If a CFO wants a better understanding of the marketer role, is it their sole responsibility to build that relationship? Our panel of CFOs say no. Both sides of the relationship will benefit from the teachings from each other; as such, both sides should be expected to contribute. The company’s employees, whether they be CFO or marketer, are all on the same team; collaboration should always be a priority.

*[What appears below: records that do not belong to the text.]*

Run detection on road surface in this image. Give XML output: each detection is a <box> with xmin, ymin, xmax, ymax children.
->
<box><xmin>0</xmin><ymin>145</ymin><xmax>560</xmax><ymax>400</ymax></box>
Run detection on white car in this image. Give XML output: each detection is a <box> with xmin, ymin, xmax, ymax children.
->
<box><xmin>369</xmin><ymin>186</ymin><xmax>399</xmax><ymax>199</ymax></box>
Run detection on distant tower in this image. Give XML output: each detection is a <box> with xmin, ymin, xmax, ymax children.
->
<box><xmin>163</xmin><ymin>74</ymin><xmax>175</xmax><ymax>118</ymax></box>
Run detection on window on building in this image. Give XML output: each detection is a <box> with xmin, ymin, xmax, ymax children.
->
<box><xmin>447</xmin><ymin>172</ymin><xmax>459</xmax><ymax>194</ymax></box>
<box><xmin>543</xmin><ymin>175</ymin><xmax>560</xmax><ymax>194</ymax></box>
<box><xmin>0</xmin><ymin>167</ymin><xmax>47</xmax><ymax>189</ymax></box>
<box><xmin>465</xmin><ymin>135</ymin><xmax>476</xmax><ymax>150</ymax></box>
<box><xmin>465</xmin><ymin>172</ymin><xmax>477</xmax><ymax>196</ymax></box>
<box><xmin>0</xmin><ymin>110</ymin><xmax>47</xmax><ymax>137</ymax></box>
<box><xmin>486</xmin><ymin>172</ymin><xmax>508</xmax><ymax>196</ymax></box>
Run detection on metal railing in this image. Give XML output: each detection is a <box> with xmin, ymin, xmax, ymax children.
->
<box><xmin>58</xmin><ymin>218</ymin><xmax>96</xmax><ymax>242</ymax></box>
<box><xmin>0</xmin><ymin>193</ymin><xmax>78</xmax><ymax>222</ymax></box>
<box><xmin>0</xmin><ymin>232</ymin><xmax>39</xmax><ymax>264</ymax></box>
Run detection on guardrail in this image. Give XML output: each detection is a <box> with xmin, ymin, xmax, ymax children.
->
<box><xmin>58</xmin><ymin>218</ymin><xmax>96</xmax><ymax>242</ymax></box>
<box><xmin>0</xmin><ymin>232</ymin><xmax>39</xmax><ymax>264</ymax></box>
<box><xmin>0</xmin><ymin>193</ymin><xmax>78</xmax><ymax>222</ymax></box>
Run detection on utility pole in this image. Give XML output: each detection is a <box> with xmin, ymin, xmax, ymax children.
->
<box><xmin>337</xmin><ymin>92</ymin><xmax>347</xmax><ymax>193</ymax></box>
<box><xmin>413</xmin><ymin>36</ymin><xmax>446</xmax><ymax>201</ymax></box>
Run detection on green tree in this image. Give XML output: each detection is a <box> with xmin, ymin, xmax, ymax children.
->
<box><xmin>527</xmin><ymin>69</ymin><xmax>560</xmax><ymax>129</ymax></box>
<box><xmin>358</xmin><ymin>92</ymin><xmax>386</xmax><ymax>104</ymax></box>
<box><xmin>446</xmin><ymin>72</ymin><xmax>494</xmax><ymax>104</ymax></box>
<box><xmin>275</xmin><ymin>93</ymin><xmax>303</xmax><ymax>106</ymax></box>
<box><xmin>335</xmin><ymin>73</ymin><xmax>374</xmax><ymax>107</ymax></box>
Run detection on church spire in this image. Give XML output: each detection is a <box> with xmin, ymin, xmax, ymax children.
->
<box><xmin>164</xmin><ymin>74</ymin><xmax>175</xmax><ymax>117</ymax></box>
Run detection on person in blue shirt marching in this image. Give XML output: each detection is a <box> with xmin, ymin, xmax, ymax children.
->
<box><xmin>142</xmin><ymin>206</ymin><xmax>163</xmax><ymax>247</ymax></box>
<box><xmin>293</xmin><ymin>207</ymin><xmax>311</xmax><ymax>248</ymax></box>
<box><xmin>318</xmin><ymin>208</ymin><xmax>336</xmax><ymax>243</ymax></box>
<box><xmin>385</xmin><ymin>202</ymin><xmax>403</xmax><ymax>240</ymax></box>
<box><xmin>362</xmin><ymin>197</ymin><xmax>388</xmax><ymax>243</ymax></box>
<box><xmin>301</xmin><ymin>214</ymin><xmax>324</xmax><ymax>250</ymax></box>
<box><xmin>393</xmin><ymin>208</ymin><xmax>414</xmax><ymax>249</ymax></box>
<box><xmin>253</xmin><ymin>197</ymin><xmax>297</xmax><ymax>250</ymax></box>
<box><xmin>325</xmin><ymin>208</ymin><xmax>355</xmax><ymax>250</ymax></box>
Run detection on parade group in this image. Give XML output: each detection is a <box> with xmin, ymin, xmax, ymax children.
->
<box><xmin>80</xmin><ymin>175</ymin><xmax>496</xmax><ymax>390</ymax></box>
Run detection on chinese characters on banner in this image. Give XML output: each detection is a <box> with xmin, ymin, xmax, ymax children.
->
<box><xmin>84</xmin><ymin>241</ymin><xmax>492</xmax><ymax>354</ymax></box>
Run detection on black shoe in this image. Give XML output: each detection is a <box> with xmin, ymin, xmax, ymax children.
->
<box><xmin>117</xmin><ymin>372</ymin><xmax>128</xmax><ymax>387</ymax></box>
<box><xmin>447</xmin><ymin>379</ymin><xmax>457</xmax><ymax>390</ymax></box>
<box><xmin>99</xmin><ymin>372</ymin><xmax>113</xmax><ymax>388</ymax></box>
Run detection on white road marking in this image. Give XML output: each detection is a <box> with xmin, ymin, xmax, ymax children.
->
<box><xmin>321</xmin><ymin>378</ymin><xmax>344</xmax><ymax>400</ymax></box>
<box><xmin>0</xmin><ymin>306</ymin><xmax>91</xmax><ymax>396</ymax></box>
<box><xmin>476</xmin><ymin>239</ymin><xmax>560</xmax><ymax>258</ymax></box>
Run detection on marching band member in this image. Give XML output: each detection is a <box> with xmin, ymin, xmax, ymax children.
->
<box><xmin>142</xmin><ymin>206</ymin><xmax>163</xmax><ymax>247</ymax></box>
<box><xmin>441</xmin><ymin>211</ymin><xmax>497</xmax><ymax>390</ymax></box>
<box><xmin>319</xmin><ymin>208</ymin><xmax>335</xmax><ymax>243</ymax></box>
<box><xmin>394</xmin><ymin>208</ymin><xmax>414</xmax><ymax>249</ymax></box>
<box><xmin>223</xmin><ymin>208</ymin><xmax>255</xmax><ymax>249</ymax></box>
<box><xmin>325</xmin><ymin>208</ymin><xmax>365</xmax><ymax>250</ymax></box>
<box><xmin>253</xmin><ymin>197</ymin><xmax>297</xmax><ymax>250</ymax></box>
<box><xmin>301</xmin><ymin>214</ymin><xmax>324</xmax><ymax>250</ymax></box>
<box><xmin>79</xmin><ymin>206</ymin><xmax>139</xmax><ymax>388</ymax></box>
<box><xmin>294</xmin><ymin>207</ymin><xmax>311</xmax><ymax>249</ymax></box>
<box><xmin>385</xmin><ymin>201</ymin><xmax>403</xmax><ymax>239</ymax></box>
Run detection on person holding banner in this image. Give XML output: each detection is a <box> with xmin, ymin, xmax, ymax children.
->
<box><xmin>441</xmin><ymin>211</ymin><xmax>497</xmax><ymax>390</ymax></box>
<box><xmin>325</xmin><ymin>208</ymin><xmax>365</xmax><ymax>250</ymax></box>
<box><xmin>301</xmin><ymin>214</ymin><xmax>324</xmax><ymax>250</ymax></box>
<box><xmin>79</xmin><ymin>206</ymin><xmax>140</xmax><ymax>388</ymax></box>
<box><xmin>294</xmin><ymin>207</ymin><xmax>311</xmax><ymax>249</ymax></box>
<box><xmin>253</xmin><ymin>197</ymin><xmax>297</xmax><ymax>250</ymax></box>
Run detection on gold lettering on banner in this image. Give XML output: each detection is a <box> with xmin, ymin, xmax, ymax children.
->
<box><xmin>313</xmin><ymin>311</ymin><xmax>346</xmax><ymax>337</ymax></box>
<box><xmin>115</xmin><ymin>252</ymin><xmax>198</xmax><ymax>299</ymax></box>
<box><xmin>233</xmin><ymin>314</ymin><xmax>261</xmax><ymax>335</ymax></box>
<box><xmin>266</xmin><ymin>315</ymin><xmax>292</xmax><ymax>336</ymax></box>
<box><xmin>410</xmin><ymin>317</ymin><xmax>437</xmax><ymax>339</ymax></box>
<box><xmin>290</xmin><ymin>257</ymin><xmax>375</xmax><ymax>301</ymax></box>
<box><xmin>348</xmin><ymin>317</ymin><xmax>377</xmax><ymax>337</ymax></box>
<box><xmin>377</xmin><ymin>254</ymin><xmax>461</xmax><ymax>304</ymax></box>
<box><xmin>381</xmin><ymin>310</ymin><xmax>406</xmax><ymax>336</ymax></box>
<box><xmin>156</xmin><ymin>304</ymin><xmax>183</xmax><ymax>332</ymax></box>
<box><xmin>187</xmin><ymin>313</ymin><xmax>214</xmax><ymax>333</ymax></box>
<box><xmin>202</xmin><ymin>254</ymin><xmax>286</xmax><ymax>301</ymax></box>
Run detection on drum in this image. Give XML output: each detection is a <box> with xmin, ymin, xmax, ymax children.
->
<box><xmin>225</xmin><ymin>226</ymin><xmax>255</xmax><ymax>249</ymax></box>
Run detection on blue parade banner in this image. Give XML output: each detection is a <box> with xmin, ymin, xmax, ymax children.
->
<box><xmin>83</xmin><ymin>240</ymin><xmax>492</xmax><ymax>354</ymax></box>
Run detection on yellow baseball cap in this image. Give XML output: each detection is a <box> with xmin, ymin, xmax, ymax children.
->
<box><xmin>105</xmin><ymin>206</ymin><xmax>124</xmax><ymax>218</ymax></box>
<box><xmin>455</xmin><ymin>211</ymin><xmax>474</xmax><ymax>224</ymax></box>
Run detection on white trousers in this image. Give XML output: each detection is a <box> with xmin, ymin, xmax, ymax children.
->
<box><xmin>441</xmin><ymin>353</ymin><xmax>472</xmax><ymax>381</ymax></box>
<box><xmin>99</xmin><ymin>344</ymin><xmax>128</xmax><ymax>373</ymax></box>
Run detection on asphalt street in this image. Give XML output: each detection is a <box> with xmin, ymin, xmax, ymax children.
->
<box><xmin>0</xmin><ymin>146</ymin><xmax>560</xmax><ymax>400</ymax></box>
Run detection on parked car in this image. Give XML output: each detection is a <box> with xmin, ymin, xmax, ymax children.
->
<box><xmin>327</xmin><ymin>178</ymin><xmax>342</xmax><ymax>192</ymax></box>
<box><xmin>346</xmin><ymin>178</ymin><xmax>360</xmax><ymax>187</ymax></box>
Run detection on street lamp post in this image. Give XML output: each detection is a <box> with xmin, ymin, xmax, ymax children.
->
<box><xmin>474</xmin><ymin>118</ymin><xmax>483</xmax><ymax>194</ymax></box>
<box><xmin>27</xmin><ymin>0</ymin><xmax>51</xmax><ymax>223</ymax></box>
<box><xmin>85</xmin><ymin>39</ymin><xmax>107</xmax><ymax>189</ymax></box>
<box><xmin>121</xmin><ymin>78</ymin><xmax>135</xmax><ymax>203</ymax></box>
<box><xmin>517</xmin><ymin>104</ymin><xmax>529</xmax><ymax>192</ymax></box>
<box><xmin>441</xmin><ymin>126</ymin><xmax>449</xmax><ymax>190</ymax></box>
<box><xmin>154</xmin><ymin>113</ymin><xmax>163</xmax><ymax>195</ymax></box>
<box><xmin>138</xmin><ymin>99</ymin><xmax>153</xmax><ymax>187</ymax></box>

”There has to be a common framework; an understanding of how we work together. And sometimes there is an inherent challenge in that.” — Oliver Bell
CFO pet peeves of marketers
In an effort to remove friction between CFOs and marketers, the panel was asked to mention any annoyances from marketers that they may not be aware of. Otherwise, the following may remain neglected.
- Manipulated metrics: Your CFO wants to know what’s real. The quickest way to burn a bridge is to manipulate metrics and break trust. Especially if the CFO understands marketing, it can be a real blow to the relationship. If the CFO doesn’t understand everything, help them — they need to understand what success is to a marketer.
- Don’t hide situations: If you’re struggling to meet objectives with the budget, let the CFO know so they can help. When a CFO is approached with a roadblock like this, they can look at the numbers, calculate the risk of reallocating funds, and talk with the appropriate parties to make it happen.
It is the responsibility of both parties to communicate struggles. If a department feels isolated and unwilling to ask for help, it can lead to company-wide disruption.
Understanding budgeting w/ marketing
Despite Oliver’s experience as a CFO, he still has trouble wrapping his head around increases in the marketing budget. However, there are ways of guiding budgeting around this CFO setback.
There’s always benchmarks. A CFO can look at what a typical marketing budget looks like, even if that budget needs to be split out to multiple departments. Having this guiding historical spend data gives the baseline, but to come to the actual number requires the specifics of the project — it might mean the baseline is still too low. If trust is established between the CFO and the marketing team, the spending can be more dynamic.
”I empathize with marketers, because I do feel like they’re always fighting the uphill battle of why they need to spend the extra dollar.” — Oliver Bell
Money into marketing when sales are down
The COVID-19 pandemic saw many businesses pull money from marketing as sales went down. The crucial lesson: If the business has the marketing budget to survive, leave marketing alone. As fortune favors the bold, keeping your head in a landscape where most are scared provides an incredible opportunity to get a competitive advantage. In the end, the strategy found those businesses recovering much quicker than others.
Overlooking your CFO and not building that alliance puts you at a disadvantage — such as no increase in budget if needed. Because a CFO and marketer can look so different, the first impression is that there will always be friction; but if the two make the effort, they can both come out with a deeper understanding of the other’s role.